Prominent among its distinguishing characteristics is the dynamic of the Apostolic church. The primary emphasis of an Apostolic church service is on the Word and worship. Our preaching is fiery and our prayer and praise are fervent. Apostolic music is lively and energetic. A typical Apostolic church service features prayer, congregational and individual singing, testimonies, exhorting, and preaching or teaching the Word of God. The general attitude of the people attending an Apostolic service is that of gracious appreciation and joyous anticipation.
Ultimately, the Apostolic Message is one of hope to a lost world. Along with the message of salvation, the first apostles were commissioned by Jesus Christ to bring healing and miracles everywhere they went (Mark 16:15-20). Thus the Apostolic Way is one of salvation for the lost, healing to the sick, and hope for the hopeless—through and by the power of none other than Jesus Christ. The Apostle Peter unequivocally declared the Apostolic keynote in Acts 4:12:
“Neither is there salvation in any other (than Jesus Christ). For there is none other name under heaven, given among men, whereby we must be saved.”

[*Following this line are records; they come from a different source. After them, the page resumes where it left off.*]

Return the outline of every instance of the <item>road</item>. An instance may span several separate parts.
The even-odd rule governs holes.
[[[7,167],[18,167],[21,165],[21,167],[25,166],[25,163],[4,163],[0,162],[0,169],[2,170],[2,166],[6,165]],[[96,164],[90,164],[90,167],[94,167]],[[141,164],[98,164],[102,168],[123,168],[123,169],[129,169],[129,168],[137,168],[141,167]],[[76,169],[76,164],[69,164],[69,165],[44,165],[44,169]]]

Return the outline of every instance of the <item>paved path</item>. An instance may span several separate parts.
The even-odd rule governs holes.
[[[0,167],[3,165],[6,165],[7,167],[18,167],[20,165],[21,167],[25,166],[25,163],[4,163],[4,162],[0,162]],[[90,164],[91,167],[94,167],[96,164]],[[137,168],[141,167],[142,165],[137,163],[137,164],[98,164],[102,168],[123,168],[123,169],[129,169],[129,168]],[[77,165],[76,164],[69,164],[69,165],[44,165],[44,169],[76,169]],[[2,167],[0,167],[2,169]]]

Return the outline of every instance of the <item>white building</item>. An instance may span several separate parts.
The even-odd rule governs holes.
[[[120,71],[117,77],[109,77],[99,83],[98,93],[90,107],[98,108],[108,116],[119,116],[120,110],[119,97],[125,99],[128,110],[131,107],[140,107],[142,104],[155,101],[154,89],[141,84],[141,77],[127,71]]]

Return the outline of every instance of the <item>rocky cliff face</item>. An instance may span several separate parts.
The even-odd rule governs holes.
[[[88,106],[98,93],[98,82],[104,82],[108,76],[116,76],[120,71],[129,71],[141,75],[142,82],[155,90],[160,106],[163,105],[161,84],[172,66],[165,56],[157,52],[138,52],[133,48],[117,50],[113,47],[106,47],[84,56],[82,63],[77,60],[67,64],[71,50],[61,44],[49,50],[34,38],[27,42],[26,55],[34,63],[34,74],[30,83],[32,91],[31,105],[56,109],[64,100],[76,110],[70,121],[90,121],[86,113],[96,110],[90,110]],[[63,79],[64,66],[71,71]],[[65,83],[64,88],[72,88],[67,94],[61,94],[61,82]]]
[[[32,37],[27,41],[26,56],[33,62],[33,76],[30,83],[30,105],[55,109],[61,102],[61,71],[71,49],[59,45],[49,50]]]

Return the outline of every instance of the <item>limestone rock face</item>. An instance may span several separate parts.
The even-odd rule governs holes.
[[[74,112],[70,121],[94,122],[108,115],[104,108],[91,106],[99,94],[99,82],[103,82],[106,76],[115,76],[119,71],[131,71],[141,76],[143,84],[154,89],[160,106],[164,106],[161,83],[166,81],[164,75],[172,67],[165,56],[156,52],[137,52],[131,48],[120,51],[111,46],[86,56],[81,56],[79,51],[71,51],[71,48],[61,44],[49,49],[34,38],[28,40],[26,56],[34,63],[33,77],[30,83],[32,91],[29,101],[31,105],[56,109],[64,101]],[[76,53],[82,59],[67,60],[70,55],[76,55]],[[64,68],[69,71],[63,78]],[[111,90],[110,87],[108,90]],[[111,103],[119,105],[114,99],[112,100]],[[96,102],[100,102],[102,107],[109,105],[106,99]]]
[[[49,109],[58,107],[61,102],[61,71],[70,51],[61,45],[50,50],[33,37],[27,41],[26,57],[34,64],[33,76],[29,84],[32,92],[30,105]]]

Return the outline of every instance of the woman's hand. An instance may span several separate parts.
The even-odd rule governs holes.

Today, the Apostolic Church may be found in countries all over the world. Great effort is being made to evangelize the world. One of its fundamental tenets is the belief in the catching away of the body of believers in a process known as “the rapture.” Until that time, Apostolics all over the world continue to show forth the praises of Him who has called us out of darkness into His marvelous light (1 Peter 2:9). We are challenged to preserve the integrity of the Apostolic Faith while we present it to a world that largely lies under the spell and influence of illusion and deception.